The Invisible Horror of The Shining
If you’d make a ranking of perennially popular video essay topics, Stanley Kubrick would probably come a close second to Wes Anderson. And among Kubrick’s films, The Shining (1980) would undoubtedly place very high. There’s a handful of video essays on that movie on this very site, from a mash-up to an eerie 360° rendition of its setting, from a spatial re-imagining to an analysis of its camerawork. Kristian Williams acknowledges that avalanche of attention in his introduction to this piece on the 1980 horror classic. But he makes the case that this film is the gift that keeps on giving, in that it reveals new layers with every repeat viewing. The layer he unfolds in this particular video essay is the movie’s sound design.
Kaptain Kristian takes an unexpected approach, applying a term usually reserved for animation films to Kubrick’s live action movie. Mickey mousing is the practice of matching music very closely to the actions seen on screen. It is common in (cartoons but less so in live action films. It is especially uncommon to encounter this technique in a film that uses pre-existing music (instead of having a composer work to a locked edit).
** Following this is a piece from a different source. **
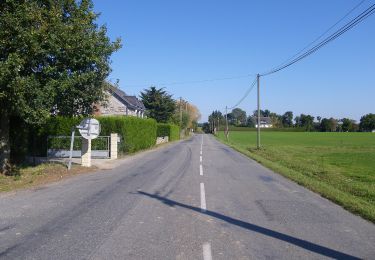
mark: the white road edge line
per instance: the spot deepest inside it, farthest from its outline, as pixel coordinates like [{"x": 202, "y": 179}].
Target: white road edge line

In The Shining however, many movements of the characters often line up perfectly with Béla Bartók’s 1930s musical composition Music for Strings, Percussion and Celesta. Whole series of minor actions are in synch with the music, as if it was composed with those actions in mind. This video essay uses expert editing (and re-editing) to illustrate its analysis, even finding serendipitous connections that play into the movie’s mythic reputation. But make no mistake: Kaptain Kristian never veers into mere fan theory territory, but convincingly shows how the masterly placement of musical cues contributes to the film’s enduring impact.